だが自分ならば、いくらでも対処のしようはあると。
そんな彼でさえ邪竜フェクダを前にしては裸足で逃げ出すことしか出来ない。
「オルバースよ。一つ尋ねても良いか?」
「なんだ? 今わしはあの完成された魔術を、この目に焼き付けようとしておるのだが?」
視線を動かさないまま、邪魔をするなとうっとおしげ気に手を振る。
「その魔術についてだ。あの娘、剣を宙に浮かべ操っておるようだが、あれはどのような理屈だ?」
「ふんっ、戦争バカのくせに悪くない質問だ。そうだな……わしの見立てでは、あれは磁力を用いておるな」
「磁力というと、あの金属を引き付ける力のことか?」
「大雑把に言えばそのような理解となるであろう。そうさな、操っておる剣だが恐らく高純度の鉄で出来ておる」
アストレイアの魔術の本質は磁力操作。
それをオルバース伯爵は、あっさりと看破して見せる。
「ふむ……そのような魔術など初耳だな」
「その通りだ。だからこそわしは――ほぉ、いよいよ仕掛けるようだぞ」
取り囲む剣たちが、ついに動き始めた。
一斉に襲い掛かり、男の肉体を瞬く間に串刺しにしていく。
「なんと統制の取れた動きなのだ! あの若さでこれほど精細な魔力制御をこなして見せるとは……! あれが序列三位の力か! 素晴らしいと言う他ないな!」
「そうか。
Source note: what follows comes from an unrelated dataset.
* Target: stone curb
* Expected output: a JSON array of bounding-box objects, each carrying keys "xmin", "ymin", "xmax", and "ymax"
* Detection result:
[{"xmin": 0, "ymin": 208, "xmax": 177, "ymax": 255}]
……その割になんともないようだが?」
「なっ!?」
その指摘の通り、男は平然と立っていた。
「ハーシェルよ……あの男は何者なのだ?」
「さてな。それよりも戦いはまだ終わっておらぬようだぞ?」
「むむっ……」
姫騎士に負けを認める様子はなく――どころか先程までと比べ、纏う雰囲気がガラッと変化していく。
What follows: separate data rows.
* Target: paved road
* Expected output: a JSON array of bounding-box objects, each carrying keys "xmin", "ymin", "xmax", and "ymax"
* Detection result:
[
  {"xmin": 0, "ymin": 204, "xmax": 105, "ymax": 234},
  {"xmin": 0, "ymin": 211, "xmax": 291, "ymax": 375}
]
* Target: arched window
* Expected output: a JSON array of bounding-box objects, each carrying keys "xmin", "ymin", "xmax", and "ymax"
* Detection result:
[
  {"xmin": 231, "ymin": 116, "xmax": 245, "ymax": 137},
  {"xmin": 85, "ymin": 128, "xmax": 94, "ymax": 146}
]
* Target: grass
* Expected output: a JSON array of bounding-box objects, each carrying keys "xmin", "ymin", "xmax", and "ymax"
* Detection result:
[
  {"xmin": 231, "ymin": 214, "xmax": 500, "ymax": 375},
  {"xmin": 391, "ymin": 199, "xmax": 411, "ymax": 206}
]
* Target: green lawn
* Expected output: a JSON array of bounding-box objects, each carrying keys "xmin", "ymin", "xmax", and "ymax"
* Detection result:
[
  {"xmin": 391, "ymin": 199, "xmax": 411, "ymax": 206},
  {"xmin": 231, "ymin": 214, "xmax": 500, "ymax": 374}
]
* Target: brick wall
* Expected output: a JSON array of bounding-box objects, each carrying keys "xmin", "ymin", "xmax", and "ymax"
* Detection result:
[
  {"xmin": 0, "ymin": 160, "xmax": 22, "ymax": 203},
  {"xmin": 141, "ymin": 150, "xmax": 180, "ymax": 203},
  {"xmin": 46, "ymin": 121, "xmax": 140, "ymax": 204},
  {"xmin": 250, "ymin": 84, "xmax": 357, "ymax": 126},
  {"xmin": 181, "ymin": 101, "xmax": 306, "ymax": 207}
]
「おおっ、なんという魔力の高まりだ!? まさかあの娘、あれ程の大魔術を行使しておいて、まだ全力では無かったというのか!?」
「……そのようだな」
その光景に、ハーシェル侯爵はギリッと歯ぎしりをする。
(オルバースめがあの男の価値を認めたところで、我が娘の婿だと教えてやるつもりだったが……。もしかしたらあの男、ここで死ぬやもしれぬな)
そうなれば彼の計画も水の泡となってしまう。
などと危惧していた彼だったが、それは無用な心配に終わる。
「おおっ! これまた恐ろしいほどの大魔術だな! まさか強烈な磁力によって人体を破壊しようなどと考えるとは!? なんという奇抜にして大胆な発想か!」
「……よく分からぬが、やはりなんともないようだぞ?」
魔力の動きから、アストレイアが使った魔術の概要を理解し、驚愕に目を剥くオルバース伯爵。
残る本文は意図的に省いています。